The fiduciary duty envisioned by the plaintiffs would presumably mean that if it were in a study participant’s best interests to continue a clinical study, then the sponsoring company would be without power to terminate it without risking a finding of breach.  Such a standard provides no guidance on a host of issues, including how long the sponsor’s fiduciary duty would extend, whether the research institution would also have a duty to continue treating the study participant indefinitely, and whether the fiduciary obligations of the study's sponsor would survive the decision of the patient to cease his or her relationship with the research institution.

Here, the trial was consciously structured to foster the independence and objectivity of the research institutions and principal investigators conducting the study.  The independence ensures that the sponsoring company does not manipulate the study to the ultimate detriment of those who may someday use the treatment. . . .  [T]here is no basis in fact or law to impose a fiduciary duty running from the sponsor of an independent study to participants who it does not select, has not met, and about whom it may not know the details of their medical conditions.  The constraints upon the conduct of the sponsoring company include FDA regulations and the contractual commitments that it undertakes, as well as ethical constraints imposed internally and through the pressures of the marketplace.

372 F. Supp.2d at 427-29.  Now there’s a ruling that future study sponsors faced with similar claims can use.

In a subsequent opinion the court dismissed the remaining claims in Suthers, ruling:  (1) there was no contractual promise to provide the investigational drug “indefinitely” after the study was completed; (2) no implied covenant of “good faith” was violated; (3) no “clear and unambiguous” promise supported a claim for promissory estoppel; (4) again, that there was no fiduciary duty; (5) there was no Good Samaritan negligence liability; and (6) that clinical trials did not involve “sales” that could support a consumer protection claim.  Suthers v.

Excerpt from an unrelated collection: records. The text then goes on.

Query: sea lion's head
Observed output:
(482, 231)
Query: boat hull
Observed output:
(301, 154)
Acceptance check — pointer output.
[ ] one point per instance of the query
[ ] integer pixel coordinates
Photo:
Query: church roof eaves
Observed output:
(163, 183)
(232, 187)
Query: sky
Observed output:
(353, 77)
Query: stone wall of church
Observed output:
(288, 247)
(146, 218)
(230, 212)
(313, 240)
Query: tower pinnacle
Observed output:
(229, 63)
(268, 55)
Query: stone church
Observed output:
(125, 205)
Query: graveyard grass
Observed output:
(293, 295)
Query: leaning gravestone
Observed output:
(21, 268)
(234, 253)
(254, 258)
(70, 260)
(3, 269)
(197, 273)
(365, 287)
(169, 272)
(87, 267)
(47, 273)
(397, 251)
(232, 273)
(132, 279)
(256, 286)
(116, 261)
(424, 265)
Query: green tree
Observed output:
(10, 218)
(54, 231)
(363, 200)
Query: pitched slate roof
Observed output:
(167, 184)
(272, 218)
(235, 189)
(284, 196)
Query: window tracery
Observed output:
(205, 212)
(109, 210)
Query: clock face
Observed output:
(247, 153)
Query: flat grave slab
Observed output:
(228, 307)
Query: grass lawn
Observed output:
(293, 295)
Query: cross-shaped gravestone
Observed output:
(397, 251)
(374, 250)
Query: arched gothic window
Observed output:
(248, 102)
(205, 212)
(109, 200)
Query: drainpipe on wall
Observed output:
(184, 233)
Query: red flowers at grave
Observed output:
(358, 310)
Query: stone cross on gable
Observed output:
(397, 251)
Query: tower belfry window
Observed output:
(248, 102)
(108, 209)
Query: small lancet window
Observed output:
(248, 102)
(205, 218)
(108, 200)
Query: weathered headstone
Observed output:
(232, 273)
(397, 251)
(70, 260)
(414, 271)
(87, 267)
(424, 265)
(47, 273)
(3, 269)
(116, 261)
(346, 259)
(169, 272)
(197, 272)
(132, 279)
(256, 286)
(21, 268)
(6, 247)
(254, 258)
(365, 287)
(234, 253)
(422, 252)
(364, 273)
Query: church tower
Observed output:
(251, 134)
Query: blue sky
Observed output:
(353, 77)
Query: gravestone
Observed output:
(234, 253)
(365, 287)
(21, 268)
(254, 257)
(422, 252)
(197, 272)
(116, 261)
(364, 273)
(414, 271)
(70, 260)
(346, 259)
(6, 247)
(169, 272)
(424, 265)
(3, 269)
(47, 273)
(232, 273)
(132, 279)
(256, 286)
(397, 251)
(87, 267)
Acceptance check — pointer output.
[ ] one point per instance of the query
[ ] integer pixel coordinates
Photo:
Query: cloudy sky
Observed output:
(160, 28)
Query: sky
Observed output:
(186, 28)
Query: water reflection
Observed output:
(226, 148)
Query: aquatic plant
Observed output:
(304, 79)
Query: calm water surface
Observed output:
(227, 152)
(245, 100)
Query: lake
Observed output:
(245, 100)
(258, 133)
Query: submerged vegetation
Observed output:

Amgen Inc., 441 F. Supp.2d 478 (S.D.N.Y. 2006).

Other than a smattering of law review articles, CLE materials, and briefs, that appears to be all the caselaw involving claims that plaintiffs have some right to allegedly beneficial investigational products, even after the relevant clinical trial has ended. So far, at least, no plaintiff has been successful in using litigation to force a sponsor of a clinical trial to continue providing its investigational product to the plaintiff after the trial was completed.